List of servicemen, 1945, Canaras yearbook (Courtesy of Saranac Lake High School)

This June, the graduates of the Class of 2020 have walked through Saranac Lake High School one at a time to receive their diplomas with no other classmates beside them. It might be comforting to know that this is not Saranac Lake’s first lonely graduation ceremony. At the high school’s first graduation in 1896, there was only one graduate, Francis H. Slater.

Mr. Slater went on to work as a lawyer, and he kept a fond place in his heart for his humble academic roots. Later in life, he wrote a letter to the alumni association, saying, “I can think of nothing in my career which would be of any interest to those who have since gone out from the Saranac Lake High School, unless it may possibly be the fact that I am still trying to pay my just debts and with more or less success to apply the Golden Rule in business, as well as personal, affairs. … I have my High School diploma framed and hung in a conspicuous place in my private office, and am proud to have my name in the list of the alumni.”

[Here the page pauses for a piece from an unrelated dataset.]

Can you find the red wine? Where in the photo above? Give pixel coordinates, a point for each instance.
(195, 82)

Today’s students face an uncertain world, but they are in the company of young people in history who also confronted adversity. The first floor at Lake Placid High School is lined with photos of graduating classes. There on the wall are two extra photos for the wartime classes of ’44 and ’45. Eleven boys graduated early in January 1945 to go off to war. Five boys were in the next year’s January class. The June photos for both years are almost all girls.

Almost every boy in the Saranac Lake High School Canaras 1945 yearbook lists his future plans as entering one of the branches of the military. The yearbook lists the names of 36 boys who could not attend graduation because they were serving overseas.

Three years later, the war was over, and the 1948 yearbook shows a full senior class. Under the photos of the graduating boys and girls are a multitude of plans for the future: engineer, teacher, mechanic, homemaker, farmer, doctor and a few “undecideds.” The young faces of Howard Riley, Natalie Leduc, Art Levy, Hilda Castellon, Manny Bernstein and Richard Yorkey smile out from the pages with so much determination and promise.

The Saranac Lake High School Class of 1948, Canaras yearbook (Courtesy of Howard Riley)

Born during the Great Depression and raised during World War II, the Class of 1948 didn’t take things for granted. Through challenging times, they learned the importance of hard work and the value of community. Class of 2020, you are in good company.

Amy Catania is executive director of Historic Saranac Lake.